Mashhad

Mashhad started life out as Sanabad, a village pitstop for trade caravans headed towards Turkmenistan. But in the ninth century, the eighth Shi’ite Imam Ali Bin Moosa Al Reza, the great grand son of Imam Ali who was the cousin & son in law of Prophet Mohammad was poisoned by the caliph of the time. Imam Reza was buried in Mashhad, and his shrine became one of the holiest sites to the shi’ite muslims after the Holy Kaaba in Saudi Arabia and Karbala in Iraq.
Over the next thousand years, the shrine complex was levelled, ransacked and rebuilt a number of times depending on the ruling army of the day. Today the Shrine is the most important place in the city and in the whole of Iran.
Dress code for women is strict, as it is in any part of Iran, however a self encompassing chador is not a must for any lady in public place in city. For women, a simple headscarf or roo-sari, with a trenchcoat and pants are fine. Men are also not allowed to wear shorts. These rules are the same for any and all cities and villages in Iran; it is national law.
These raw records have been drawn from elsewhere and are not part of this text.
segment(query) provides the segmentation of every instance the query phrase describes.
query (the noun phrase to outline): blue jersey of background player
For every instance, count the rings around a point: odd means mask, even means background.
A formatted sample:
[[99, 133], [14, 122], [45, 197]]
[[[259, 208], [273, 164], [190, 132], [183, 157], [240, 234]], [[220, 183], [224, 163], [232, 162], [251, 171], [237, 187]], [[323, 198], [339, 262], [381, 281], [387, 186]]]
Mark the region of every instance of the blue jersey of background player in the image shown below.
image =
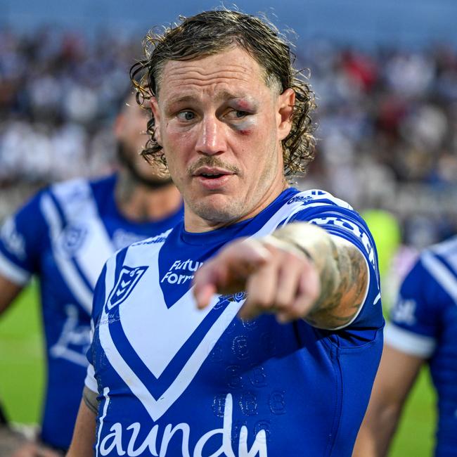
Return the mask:
[[182, 219], [181, 197], [139, 155], [146, 117], [130, 96], [117, 118], [120, 169], [98, 181], [77, 179], [39, 193], [4, 224], [0, 236], [0, 310], [39, 278], [47, 354], [41, 439], [70, 445], [90, 338], [90, 313], [104, 262], [125, 245]]
[[253, 16], [206, 11], [150, 39], [133, 70], [146, 152], [184, 221], [102, 273], [68, 456], [349, 456], [383, 319], [361, 219], [285, 179], [313, 156], [312, 91]]
[[456, 335], [457, 237], [453, 237], [422, 252], [403, 281], [386, 330], [357, 455], [386, 455], [404, 401], [426, 363], [438, 396], [435, 455], [457, 456]]

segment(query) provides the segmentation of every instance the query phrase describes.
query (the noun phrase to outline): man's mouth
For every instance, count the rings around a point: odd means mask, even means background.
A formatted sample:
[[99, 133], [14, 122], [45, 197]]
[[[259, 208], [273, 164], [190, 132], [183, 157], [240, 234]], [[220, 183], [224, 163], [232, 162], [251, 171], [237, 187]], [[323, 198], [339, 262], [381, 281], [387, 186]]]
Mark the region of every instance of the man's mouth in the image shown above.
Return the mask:
[[235, 173], [229, 170], [217, 167], [200, 167], [198, 168], [193, 176], [210, 190], [215, 190], [226, 184], [230, 176]]

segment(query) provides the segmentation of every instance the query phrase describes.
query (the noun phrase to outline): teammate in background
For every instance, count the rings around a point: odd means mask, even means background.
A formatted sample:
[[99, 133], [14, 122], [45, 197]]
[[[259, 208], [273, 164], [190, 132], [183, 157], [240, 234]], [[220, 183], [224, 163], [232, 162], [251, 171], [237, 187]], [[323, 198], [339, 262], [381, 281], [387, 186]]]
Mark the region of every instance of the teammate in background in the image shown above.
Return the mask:
[[425, 363], [438, 396], [435, 455], [457, 456], [457, 236], [422, 252], [403, 281], [390, 317], [354, 457], [387, 455]]
[[376, 255], [348, 204], [286, 182], [314, 155], [309, 84], [236, 11], [146, 51], [146, 152], [184, 221], [103, 269], [68, 455], [350, 456], [382, 344]]
[[87, 366], [94, 288], [103, 264], [183, 217], [169, 176], [139, 155], [146, 113], [133, 94], [125, 101], [115, 124], [118, 172], [51, 186], [7, 220], [0, 234], [0, 311], [32, 274], [39, 278], [48, 363], [39, 437], [56, 449], [70, 446]]

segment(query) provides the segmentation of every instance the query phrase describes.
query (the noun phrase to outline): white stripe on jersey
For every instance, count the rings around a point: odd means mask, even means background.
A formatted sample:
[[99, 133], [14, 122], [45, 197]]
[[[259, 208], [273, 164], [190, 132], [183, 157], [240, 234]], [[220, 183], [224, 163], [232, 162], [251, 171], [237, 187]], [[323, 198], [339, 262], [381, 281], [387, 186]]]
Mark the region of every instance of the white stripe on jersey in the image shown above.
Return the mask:
[[75, 297], [79, 302], [81, 306], [90, 314], [92, 309], [91, 290], [89, 289], [79, 276], [79, 273], [72, 264], [71, 259], [59, 255], [56, 249], [57, 240], [62, 232], [62, 224], [57, 208], [48, 195], [43, 195], [40, 201], [40, 206], [43, 216], [49, 227], [51, 244], [56, 264]]
[[457, 304], [457, 277], [430, 251], [421, 256], [421, 262], [430, 276], [441, 285]]
[[0, 273], [18, 285], [25, 285], [32, 276], [26, 270], [10, 262], [0, 252]]
[[53, 186], [65, 219], [69, 224], [84, 224], [87, 236], [74, 259], [89, 284], [94, 288], [106, 259], [115, 249], [100, 219], [92, 191], [85, 180], [75, 180]]
[[457, 236], [432, 246], [430, 250], [444, 258], [451, 268], [457, 271]]
[[103, 420], [105, 420], [105, 418], [106, 417], [106, 412], [108, 411], [108, 405], [110, 404], [110, 396], [108, 394], [110, 393], [110, 390], [108, 387], [105, 387], [103, 389], [103, 397], [105, 397], [105, 405], [103, 406], [103, 413], [100, 418], [99, 420], [99, 425], [98, 425], [98, 435], [97, 436], [97, 442], [95, 445], [95, 451], [96, 451], [96, 457], [98, 457], [98, 449], [100, 449], [100, 437], [101, 437], [101, 430], [103, 427]]
[[423, 359], [430, 357], [437, 346], [435, 338], [405, 330], [392, 322], [387, 324], [384, 338], [386, 345], [394, 349]]

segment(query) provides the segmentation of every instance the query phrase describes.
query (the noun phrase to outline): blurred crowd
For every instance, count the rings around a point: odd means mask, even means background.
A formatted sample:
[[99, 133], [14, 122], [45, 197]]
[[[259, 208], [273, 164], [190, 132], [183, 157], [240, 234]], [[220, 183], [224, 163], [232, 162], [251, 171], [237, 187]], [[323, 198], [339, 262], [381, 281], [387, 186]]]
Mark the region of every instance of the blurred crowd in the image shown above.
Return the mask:
[[[418, 248], [457, 232], [457, 51], [295, 52], [318, 105], [316, 160], [297, 184], [388, 210]], [[140, 56], [139, 36], [0, 29], [0, 220], [48, 183], [113, 168], [111, 123]]]

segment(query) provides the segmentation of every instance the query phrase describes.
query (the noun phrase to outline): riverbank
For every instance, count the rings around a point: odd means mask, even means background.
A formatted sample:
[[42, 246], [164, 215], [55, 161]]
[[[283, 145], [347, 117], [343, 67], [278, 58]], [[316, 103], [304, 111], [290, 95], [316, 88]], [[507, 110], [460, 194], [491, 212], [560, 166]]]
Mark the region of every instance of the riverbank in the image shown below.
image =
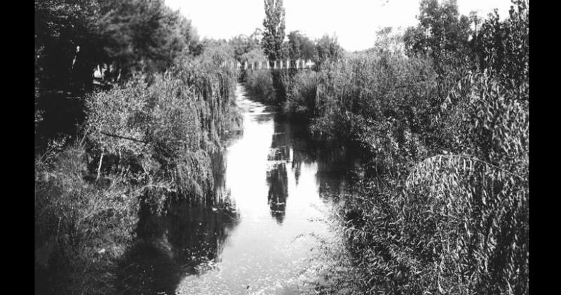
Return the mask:
[[213, 204], [210, 154], [241, 123], [219, 54], [88, 96], [84, 133], [36, 158], [37, 294], [116, 293], [141, 208]]

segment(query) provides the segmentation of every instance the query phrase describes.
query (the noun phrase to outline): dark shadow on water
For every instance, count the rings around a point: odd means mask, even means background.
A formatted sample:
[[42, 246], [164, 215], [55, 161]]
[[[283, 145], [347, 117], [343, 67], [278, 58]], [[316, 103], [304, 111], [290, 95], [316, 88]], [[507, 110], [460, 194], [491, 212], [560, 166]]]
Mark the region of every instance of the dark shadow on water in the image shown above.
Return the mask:
[[268, 159], [290, 162], [297, 185], [302, 164], [316, 163], [316, 180], [319, 192], [322, 195], [327, 195], [327, 192], [337, 195], [349, 183], [351, 171], [363, 165], [358, 149], [349, 148], [348, 143], [314, 137], [306, 123], [290, 121], [281, 114], [276, 114], [274, 119]]
[[141, 205], [137, 242], [119, 266], [119, 294], [173, 294], [184, 277], [219, 261], [239, 218], [225, 188], [224, 160], [222, 153], [212, 156], [215, 194], [205, 205], [174, 200], [161, 215]]
[[267, 171], [267, 202], [271, 208], [271, 215], [276, 219], [277, 223], [282, 224], [288, 196], [288, 178], [284, 163], [275, 164], [271, 171]]

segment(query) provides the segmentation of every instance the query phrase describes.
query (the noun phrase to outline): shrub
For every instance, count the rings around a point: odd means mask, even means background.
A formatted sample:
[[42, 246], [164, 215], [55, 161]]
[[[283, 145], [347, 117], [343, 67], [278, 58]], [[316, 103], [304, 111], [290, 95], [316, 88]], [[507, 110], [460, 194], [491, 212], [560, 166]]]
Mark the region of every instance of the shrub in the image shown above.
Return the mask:
[[133, 238], [140, 191], [126, 173], [90, 183], [82, 147], [35, 162], [38, 294], [109, 294], [116, 261]]
[[283, 103], [283, 112], [304, 118], [314, 117], [318, 74], [312, 71], [299, 72], [287, 88], [288, 91], [286, 101]]
[[267, 103], [276, 102], [273, 76], [269, 71], [248, 70], [245, 72], [245, 88], [251, 96]]

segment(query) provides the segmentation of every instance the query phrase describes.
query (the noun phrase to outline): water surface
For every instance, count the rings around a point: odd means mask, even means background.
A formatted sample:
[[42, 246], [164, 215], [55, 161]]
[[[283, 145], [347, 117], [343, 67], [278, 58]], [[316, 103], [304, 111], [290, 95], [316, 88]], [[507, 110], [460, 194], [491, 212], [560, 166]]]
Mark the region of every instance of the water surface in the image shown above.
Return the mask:
[[128, 266], [142, 275], [123, 277], [122, 289], [292, 294], [314, 280], [308, 270], [317, 237], [332, 235], [321, 221], [332, 201], [321, 192], [344, 185], [356, 161], [337, 143], [314, 140], [304, 124], [248, 99], [241, 85], [236, 104], [243, 132], [213, 159], [217, 201], [141, 214], [139, 228], [149, 238], [130, 251]]

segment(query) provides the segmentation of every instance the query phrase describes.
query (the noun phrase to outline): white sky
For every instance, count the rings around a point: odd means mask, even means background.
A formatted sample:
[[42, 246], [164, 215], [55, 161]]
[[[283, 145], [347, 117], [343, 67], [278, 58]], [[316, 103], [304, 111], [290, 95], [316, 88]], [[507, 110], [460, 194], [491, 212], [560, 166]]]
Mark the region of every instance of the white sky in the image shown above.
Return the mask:
[[[199, 36], [229, 39], [262, 29], [263, 0], [165, 0], [166, 4], [192, 20]], [[478, 11], [487, 17], [499, 8], [508, 15], [510, 0], [457, 0], [460, 13]], [[311, 39], [337, 34], [348, 51], [374, 44], [375, 32], [384, 27], [407, 27], [417, 24], [419, 0], [284, 0], [285, 34], [299, 30]]]

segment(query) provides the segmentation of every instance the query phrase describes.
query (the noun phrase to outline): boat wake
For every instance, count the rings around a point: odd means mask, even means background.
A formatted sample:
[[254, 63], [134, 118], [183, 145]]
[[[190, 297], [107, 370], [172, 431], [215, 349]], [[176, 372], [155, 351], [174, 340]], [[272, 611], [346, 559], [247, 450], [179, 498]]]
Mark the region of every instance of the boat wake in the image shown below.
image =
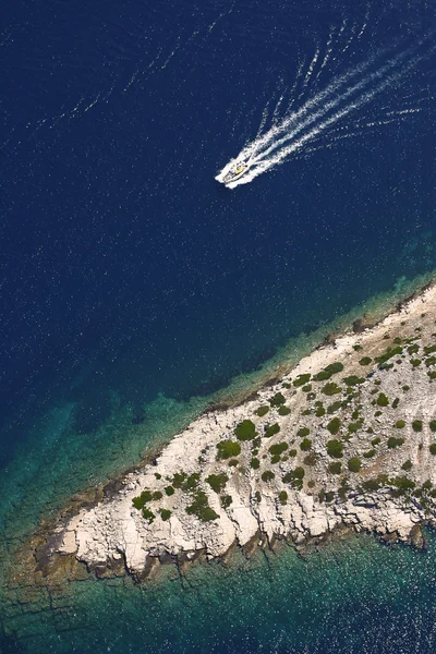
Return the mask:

Photography inside the holy Shrine is not permissible as all visitors will be frisked at the various gates leading to the Shrine. There are separate entry gates for ladies and gents. However, photography with mobile phones is permitted. If you appear foreign and/or do not speak Farsi, you may be directed to an office catering to non-Islamic “pilgrims”, where you will be given information and a free guide to take you around the Shrine complex.